10話 私たちのDIY!
D.I.Y計画!
大学の廊下にはまだ誰も生徒がいなかった。
丸窓から差し込む朝日は気持ちよくて、空気はひんやりして美味しい。
職員室から借りてきた銀の鍵をがちゃがちゃやる。部室の扉を開けて電気を付ける。ホワイトボードに太いマーカーでD.I.Y計画と書いた。
数日前に私が提案した計画だ。
きっかけは須磨寺の落語会だった。あの日は本当にたくさんのお客さんがいて笑い声で溢れ返っていた。いい雰囲気だった。だけどやっぱりいなかった。今までもそうだ。ずっといないんだ。
客席に同年代がいない。
おじいさんが孫を連れてくるぐらいで、高校生や大学生、二十代も三十代もほぼ見かけない。先輩ファンたちは尊敬している。齢を重ねても想像の世界で笑えるのは凄いことだ。でも私たちより先に必ず逝ってしまう。

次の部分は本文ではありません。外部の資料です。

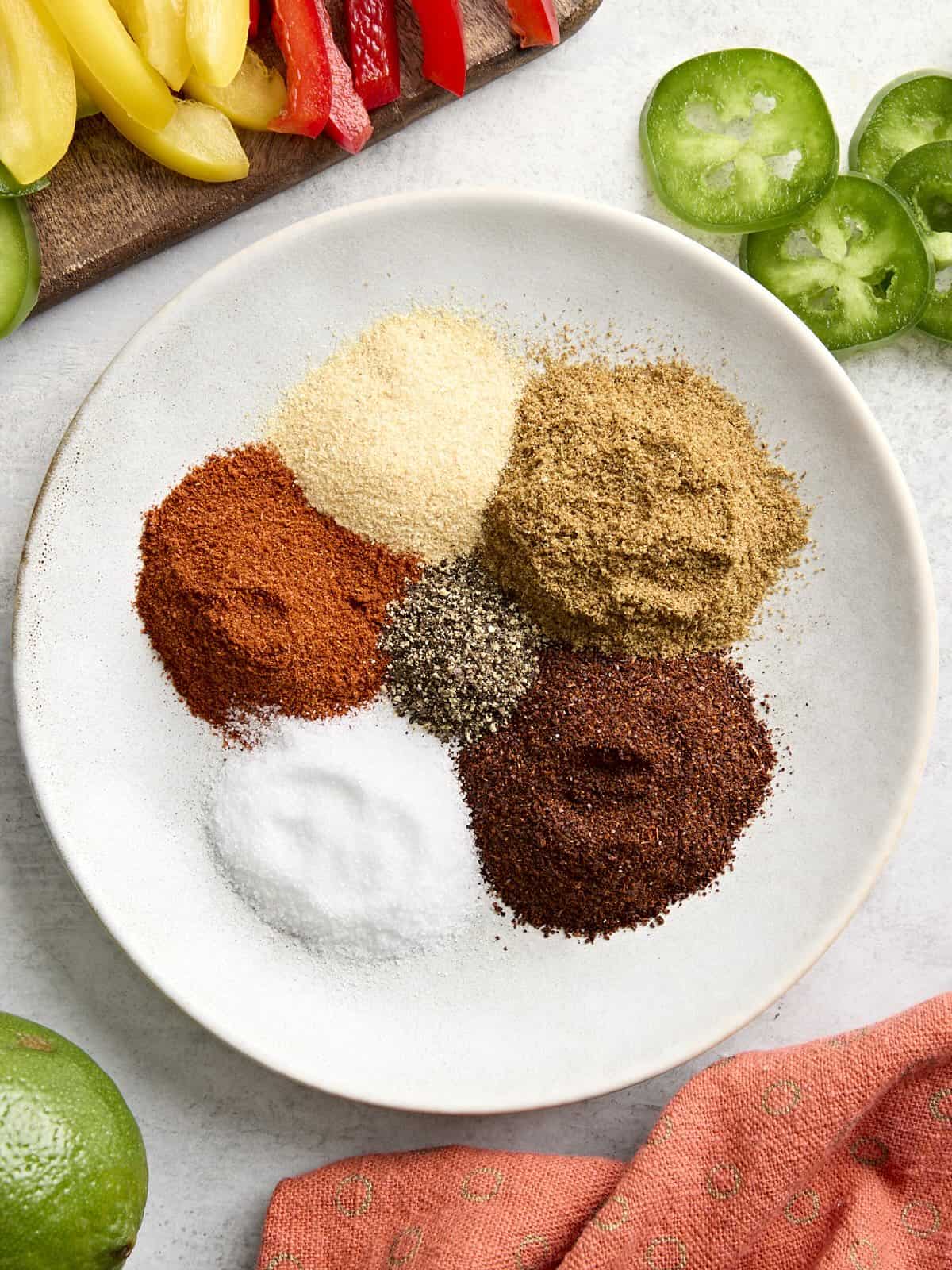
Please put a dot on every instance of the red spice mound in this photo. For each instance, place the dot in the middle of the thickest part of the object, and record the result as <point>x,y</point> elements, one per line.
<point>617,789</point>
<point>255,602</point>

落語会は基本的に空席が多い。お姉さんの時はもっと酷かった。このままでは落語ごと死んでしまうかもしれない。だったら私たちにできることを探そう。そうして立案したのがこの計画。
『どうしたら・今よりもっと・寄席にくる?』略してD.I.Y計画だ。
今日はその作戦会議を行う。そのためには必要なものがある。リュックのジッパーを開けて爽やかな緑色の箱を取り出す。後ろで扉の開く音がした。ぽーんと明るい声が飛ぶ。